While this is possible, it requires an uncommon grid tie inverter that has a separate circuit for battery backup power. And it is literally the most expensive solar system you can buy, combining the best of grid tied with off grid capabilities. So if you can afford it, great. But like others have said, you can gain that same capability by purchasing a small off-grid solar setup OR grabbing a lithium generator. I have reviewed at least half a dozen on my Youtube channel if you are interested. They cost from about $100 to well over several thousand dollars depending on the size you want. Or a small, off-grid solar panel system can range from about $300 to the sky is the limit.

If you want to contact me I can help you properly size an off grid solar system. [email protected]


----------



## Trihonda

I’m not purchasing anything Major that will simply sit there unused until the apocalypse. I am preparing for stuff (Boy Scout style), but if we are to spend $15k on solar (is our rough estimate) then we want to reap some rewards down the road (when the apocalypse doesn’t happen). Yet have a system that provides some emergency power to charge things, as I’ve stated above. 

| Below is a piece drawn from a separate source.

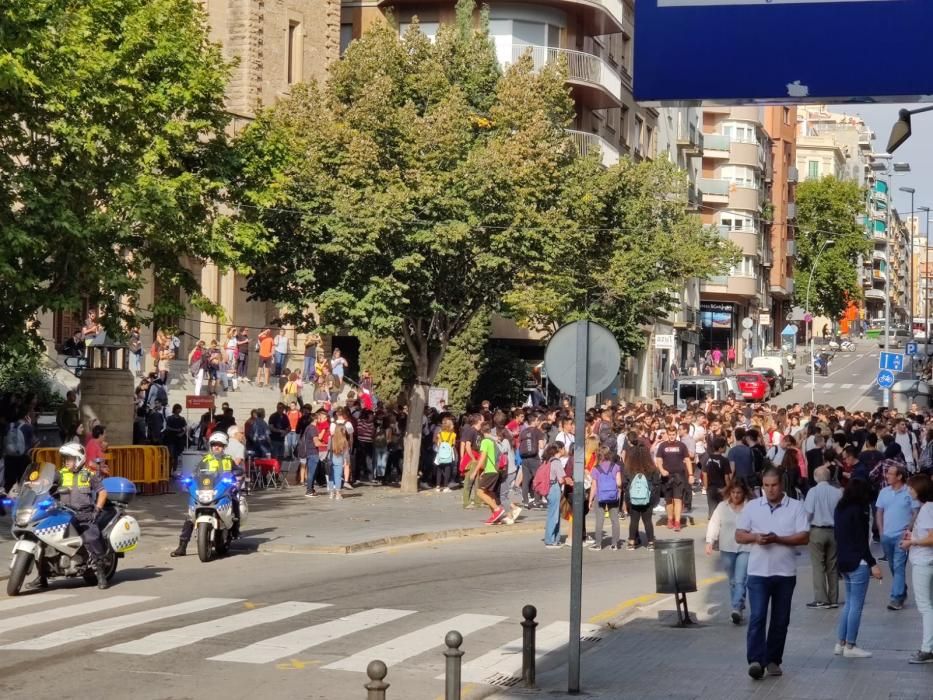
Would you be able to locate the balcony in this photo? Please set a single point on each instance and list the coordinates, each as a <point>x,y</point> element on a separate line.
<point>593,81</point>
<point>714,191</point>
<point>588,143</point>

Our neighbors purchased a system from the same Company 5 years ago. And they’ve seen utility bill reductions and pay backs totaling $3k each year. They also installed a 120v direct connection of some kind, which is like to explore. 

I’ll delve into some of the other posts and information when I have a free moment at work. But also, we’d buy the system outright. No mortgage tie ins.


----------



## Back Pack Hack

Trihonda said:


> I'm not purchasing anything Major that will simply sit there unused until the apocalypse. I am preparing for stuff (Boy Scout style), but if we are to spend $15k on solar (is our rough estimate) then we want to reap some rewards down the road (when the apocalypse doesn't happen). Yet have a system that provides some emergency power to charge things, as I've stated above.
> 
> Our neighbors purchased a system from the same Company 5 years ago. And they've seen utility bill reductions and pay backs totaling $3k each year. They also installed a 120v direct connection of some kind, which is like to explore.
> 
> I'll delve into some of the other posts and information when I have a free moment at work. But also, we'd buy the system outright. No mortgage tie ins.

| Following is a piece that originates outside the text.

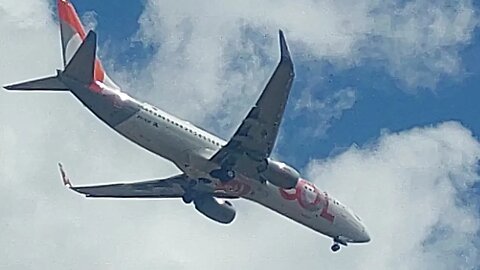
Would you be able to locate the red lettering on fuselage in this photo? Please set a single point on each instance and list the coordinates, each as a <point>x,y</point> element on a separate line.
<point>309,197</point>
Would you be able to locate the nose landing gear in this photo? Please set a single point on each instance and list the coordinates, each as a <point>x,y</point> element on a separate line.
<point>335,247</point>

I suspect they're injecting a little bit of, shall we say, 'artistic licensing' into their $3k/annum 'profit'. If they're actually putting 3k a year into the bank after paying the depreciation on the system and for their utility bill, they must have one helluva bunch of panels.


----------



## Trihonda

I don’t think my neighbors had a “profit” of $3k per year. They were constantly getting a hundred here and there in “payback credits to their utility bill, over their usage calculations. They calculated that they saved $3000 per year. It’s a big house with lots of panels. 

So if we save 2.5-3k per year, the system will have paid for itself in 5-6 years and then (should for some crazy reason the apocalypse doesn’t happen, then it’s all profit/savings. Also if the utilities jack up their rates down the road, we’d have some protection from price inflations. 

And thats what I’m using to negotiate with the wife to consider solar. The idea of battery backups and such are hard sells. I’ll ask about options, and price them out, but my wife isn’t sold on the premise of doomsday prepping.


----------



## Back Pack Hack

Trihonda said:


> ..... The idea of battery backups and such are hard sells. .......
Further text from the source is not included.